Writer Sarah Vaughn placing restrictions on Deadman in effect creates a locked house mystery. He’s able to communicate with Berenice, but neither can be sure why he’s trapped, nor the purpose of the invasive ghostly smoke. Lan Medina puts the work into creating a mansion occupied by the privileged in days gone by, supplying the wooden panelling, wicker grating, portraits and the ornate features. For the rare spells outside the house he creates an appealing small town and surrounding countryside, again richly detailed. He’s surely grateful for the sequences requiring just figures among an ethereal background, and makes the most of those also, giving the ghosts a startling presence. If Medina handles their expressions, the colouring of José Villarrubia ensures a memorable look. He slightly mutes the bright red of Deadman’s circus costume to better fit the environment while still ensuring he’s the singular presence to stand out, the eye drawn to him in every panel.

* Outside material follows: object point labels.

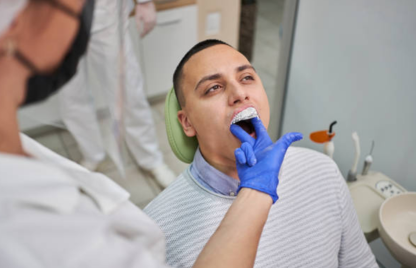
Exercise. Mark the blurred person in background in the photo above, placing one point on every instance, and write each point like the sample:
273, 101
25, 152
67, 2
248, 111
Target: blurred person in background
102, 62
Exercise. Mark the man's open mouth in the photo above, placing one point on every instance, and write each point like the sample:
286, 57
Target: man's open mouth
243, 119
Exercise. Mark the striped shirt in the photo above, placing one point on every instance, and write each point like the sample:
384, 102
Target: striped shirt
313, 224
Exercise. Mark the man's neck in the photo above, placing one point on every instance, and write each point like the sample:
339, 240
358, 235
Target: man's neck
226, 166
13, 79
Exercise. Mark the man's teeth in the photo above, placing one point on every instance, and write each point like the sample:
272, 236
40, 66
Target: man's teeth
245, 114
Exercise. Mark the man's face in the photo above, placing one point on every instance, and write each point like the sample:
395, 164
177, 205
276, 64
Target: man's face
217, 83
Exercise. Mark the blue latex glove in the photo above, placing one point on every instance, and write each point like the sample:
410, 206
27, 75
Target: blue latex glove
259, 160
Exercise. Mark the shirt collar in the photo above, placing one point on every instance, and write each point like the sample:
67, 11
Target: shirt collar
211, 178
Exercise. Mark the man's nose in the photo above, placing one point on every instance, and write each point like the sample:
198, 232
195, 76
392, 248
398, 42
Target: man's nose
237, 94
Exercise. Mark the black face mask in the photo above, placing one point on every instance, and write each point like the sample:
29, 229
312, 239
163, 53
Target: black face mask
41, 86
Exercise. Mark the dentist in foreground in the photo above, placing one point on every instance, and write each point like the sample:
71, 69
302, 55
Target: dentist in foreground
55, 213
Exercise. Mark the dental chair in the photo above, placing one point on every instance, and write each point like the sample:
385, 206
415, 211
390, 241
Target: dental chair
182, 146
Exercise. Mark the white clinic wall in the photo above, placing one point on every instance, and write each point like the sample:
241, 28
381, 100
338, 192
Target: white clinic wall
355, 62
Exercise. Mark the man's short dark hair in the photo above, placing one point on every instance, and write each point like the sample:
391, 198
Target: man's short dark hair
177, 76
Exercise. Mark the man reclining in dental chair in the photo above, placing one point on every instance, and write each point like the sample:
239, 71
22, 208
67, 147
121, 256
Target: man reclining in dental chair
223, 107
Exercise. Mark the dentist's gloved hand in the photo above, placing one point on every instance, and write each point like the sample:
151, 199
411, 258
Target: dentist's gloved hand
145, 17
259, 160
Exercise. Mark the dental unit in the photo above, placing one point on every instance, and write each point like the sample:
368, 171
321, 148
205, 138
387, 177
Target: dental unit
384, 208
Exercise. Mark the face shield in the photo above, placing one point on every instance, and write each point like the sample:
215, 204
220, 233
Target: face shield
96, 89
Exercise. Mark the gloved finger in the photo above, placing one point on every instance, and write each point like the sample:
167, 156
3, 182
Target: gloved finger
287, 139
146, 29
248, 151
241, 134
261, 131
240, 156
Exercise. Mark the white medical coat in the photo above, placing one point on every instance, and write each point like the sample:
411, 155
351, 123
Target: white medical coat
54, 213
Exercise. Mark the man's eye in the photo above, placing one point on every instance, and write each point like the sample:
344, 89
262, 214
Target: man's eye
212, 89
248, 77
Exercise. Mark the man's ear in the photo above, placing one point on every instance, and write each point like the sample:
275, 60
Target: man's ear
186, 124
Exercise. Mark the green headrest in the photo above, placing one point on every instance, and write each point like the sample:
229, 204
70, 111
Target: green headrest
183, 146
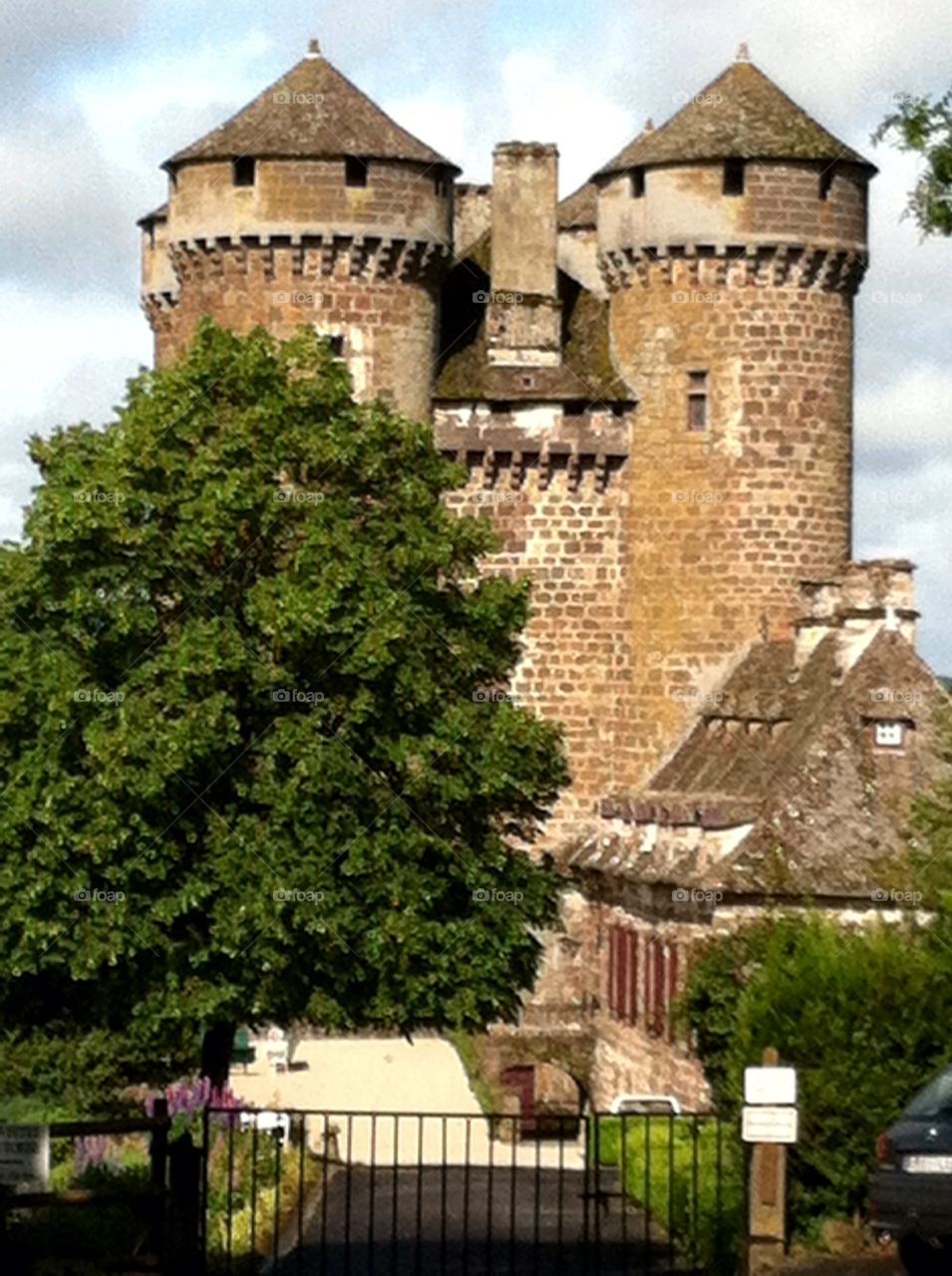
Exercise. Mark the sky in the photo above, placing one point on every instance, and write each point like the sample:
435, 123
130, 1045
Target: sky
97, 94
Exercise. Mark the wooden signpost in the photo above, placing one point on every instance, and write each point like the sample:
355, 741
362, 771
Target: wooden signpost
770, 1121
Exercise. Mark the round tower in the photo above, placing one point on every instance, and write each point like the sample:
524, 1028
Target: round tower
733, 240
308, 207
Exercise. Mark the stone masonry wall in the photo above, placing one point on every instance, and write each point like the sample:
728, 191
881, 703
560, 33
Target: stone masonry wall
732, 517
568, 532
388, 324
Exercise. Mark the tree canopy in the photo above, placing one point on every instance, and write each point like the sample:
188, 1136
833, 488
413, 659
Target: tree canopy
924, 127
253, 758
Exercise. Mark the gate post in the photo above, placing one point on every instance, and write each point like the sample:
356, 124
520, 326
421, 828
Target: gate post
768, 1199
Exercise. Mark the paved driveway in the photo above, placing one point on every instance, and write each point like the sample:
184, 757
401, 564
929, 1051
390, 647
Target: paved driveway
470, 1222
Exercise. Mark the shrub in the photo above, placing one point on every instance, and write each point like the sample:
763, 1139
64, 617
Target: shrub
861, 1015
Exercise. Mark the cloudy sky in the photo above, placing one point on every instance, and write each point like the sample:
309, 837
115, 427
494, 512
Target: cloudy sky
97, 94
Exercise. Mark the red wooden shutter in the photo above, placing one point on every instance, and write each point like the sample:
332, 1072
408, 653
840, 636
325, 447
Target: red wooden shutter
634, 941
613, 969
673, 962
622, 994
660, 964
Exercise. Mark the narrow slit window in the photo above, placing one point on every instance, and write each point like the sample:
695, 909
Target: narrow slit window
733, 176
242, 169
697, 401
355, 171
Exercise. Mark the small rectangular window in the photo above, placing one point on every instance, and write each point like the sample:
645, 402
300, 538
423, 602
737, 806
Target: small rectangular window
697, 401
355, 171
242, 169
889, 735
733, 176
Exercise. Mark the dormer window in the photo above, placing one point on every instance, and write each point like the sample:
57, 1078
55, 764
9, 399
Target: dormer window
889, 735
242, 171
355, 171
733, 176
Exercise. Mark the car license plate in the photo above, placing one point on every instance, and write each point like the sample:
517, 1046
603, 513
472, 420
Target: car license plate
928, 1164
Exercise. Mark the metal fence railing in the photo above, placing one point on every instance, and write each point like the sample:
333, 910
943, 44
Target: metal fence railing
326, 1193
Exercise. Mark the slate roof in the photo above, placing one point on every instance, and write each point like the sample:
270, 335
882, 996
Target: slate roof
311, 113
783, 758
742, 114
578, 210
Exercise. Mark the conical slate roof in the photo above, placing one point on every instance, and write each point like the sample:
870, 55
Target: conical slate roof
739, 115
311, 113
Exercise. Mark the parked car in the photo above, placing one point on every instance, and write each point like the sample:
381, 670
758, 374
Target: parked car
911, 1189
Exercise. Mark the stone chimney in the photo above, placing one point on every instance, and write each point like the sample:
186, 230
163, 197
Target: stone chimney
524, 315
868, 597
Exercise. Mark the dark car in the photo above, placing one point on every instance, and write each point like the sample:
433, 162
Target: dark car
911, 1189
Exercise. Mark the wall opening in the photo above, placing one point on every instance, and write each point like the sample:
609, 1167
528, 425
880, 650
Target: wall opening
244, 171
355, 171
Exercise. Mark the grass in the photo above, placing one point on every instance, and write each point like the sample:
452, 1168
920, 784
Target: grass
691, 1187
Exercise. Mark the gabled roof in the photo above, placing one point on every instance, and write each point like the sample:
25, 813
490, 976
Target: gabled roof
742, 114
311, 113
810, 813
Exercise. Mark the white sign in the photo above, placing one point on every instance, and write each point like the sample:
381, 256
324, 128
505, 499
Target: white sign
770, 1086
765, 1124
24, 1155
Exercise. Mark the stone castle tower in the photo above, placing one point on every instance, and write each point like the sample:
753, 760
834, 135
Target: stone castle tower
650, 383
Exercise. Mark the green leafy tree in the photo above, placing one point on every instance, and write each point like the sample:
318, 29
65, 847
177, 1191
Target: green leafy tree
251, 757
863, 1016
924, 127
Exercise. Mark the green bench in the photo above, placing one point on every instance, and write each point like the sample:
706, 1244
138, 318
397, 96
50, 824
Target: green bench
241, 1051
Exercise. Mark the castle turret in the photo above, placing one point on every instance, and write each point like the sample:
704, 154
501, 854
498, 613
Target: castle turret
309, 205
733, 240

While Medina and Villarrubia construct the visual atmosphere Vaughn’s foreboding captions seal the gothic mood. This is an unusual use of Deadman in that the story hinges as much on his being unable to possess people than possessing them, but he fits the prevailing atmosphere. Berenice is well presented as having come to terms with what she can do, but uncertain about who this should be revealed to, the lack of disclosure complicating the plot. A weakness is not properly addressing the uncertainty of conflicted personal attraction. Nathan hovers in the background, but there’s no depth to Berenice’s interactions with him, and when the final chapter revelations arrive they’re weaker for that depth being absent. The full horror manifests along with those revelations.
Gothic romance is a type of story long vanished in comics, and DC haven’t really thought through their use of the Dark Mansion of Forbidden Love subtitle. It’s presumably lack of thought rather than malice, but in wanting to connect with readers who may remember the title from the 1970s, they’re also opening themselves up to accusations of insensitivity given the relationships in the cast. Accept it as an unthinking error, and this is a tidy piece meeting genre expectations.